Non c’è molto da dire sugli OVERKILL se non che hanno tirato su uno dei migliori concerti che abbia mai visto. E ne ho visti decisamente parecchi, credetemi. Dovrei aprire il vocabolario dei sinonimi e usare tutte le parole del campo semantico di perfezione, devastazione e spaccamento di culo. Non li avevo mai visti prima (mi pare), ma da oggi saranno uno dei punti di riferimento positivi per giudicare tutti i concerti a venire.  Il suono è perfetto, avrei quasi il sospetto che avessero suonato in playback se non fosse che sono stati pure meglio che su disco.

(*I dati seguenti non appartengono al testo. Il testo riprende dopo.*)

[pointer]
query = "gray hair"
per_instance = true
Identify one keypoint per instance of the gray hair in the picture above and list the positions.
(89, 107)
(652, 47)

Non so che dire. Prescindendo dal fatto che uno sia un fanatico del thrash metal o meno, se non sei impazzito durante sto concerto non sei né metallaro né amico mio. Hanno suonato Rotten To The Core, Hello From The Gutter, Electric Rattlesnake, In Union We Stand, Save Yourself, Ironbound, pure Wrecking Crew, richiestissima dal Messicano che era seriamente intenzionato a coinvolgermi in un pestaggio durante la stessa, in omaggio agli dèi del metal e della birra del discount. Chiudono con Fuck You, che pure se è una cover ormai è come se l’avessero scritta loro. Non mi dilungo oltre perché certe volte c’è solo da stare zitti. Se volete sapere nel dettaglio come hanno suonato, mettete un loro disco nello stereo e pensate che è stato tre volte meglio di così.

IL METALLO

IL METALLO

Ora parliamo un po’ dell’organizzazione, nei suoi pro e contro. Sono anni che spendo parole di elogio per Gerardo Cafaro, perché uno che si ostina a far suonare i Cannibal Corpse, gli Stratovarius e i Dismember in Basilicata non può che meritare una statua in piazza. Ed è da quando esisteva ancora il Metal Shock cartaceo che non faccio altro che parlare bene dell’Agglutination, perché ritengo giusto farlo –del resto non mi sono mai fatto problemi a criticare ciò che ritengo debba essere criticato, anche quando questo ha comportato minacce di morte o di gambizzazione. Anche quest’anno ribadisco che il vedere tre gruppi del genere nel profondo Sud Italia è una cosa grande; ma non solo. Il prezzo del biglietto, 30 euro, è abbastanza popolare, così come il prezzo ridicolo della birra (3,50 euro, roba che forse neanche più al Forte Prenestino a Roma durante i concerti grindcore cecoslovacchi). La struttura del palco poi era molto professionale, e i suoni, già buoni durante il resto del concerto, hanno sfiorato la perfezione durante gli Overkill. Ma, dopo quasi dieci anni che presenzio quasi sempre all’Agglutination, dispiace vedere che certe cose non accennano a migliorare, e quel che è peggio è che sono proprio le cose più stupide e semplici da migliorare.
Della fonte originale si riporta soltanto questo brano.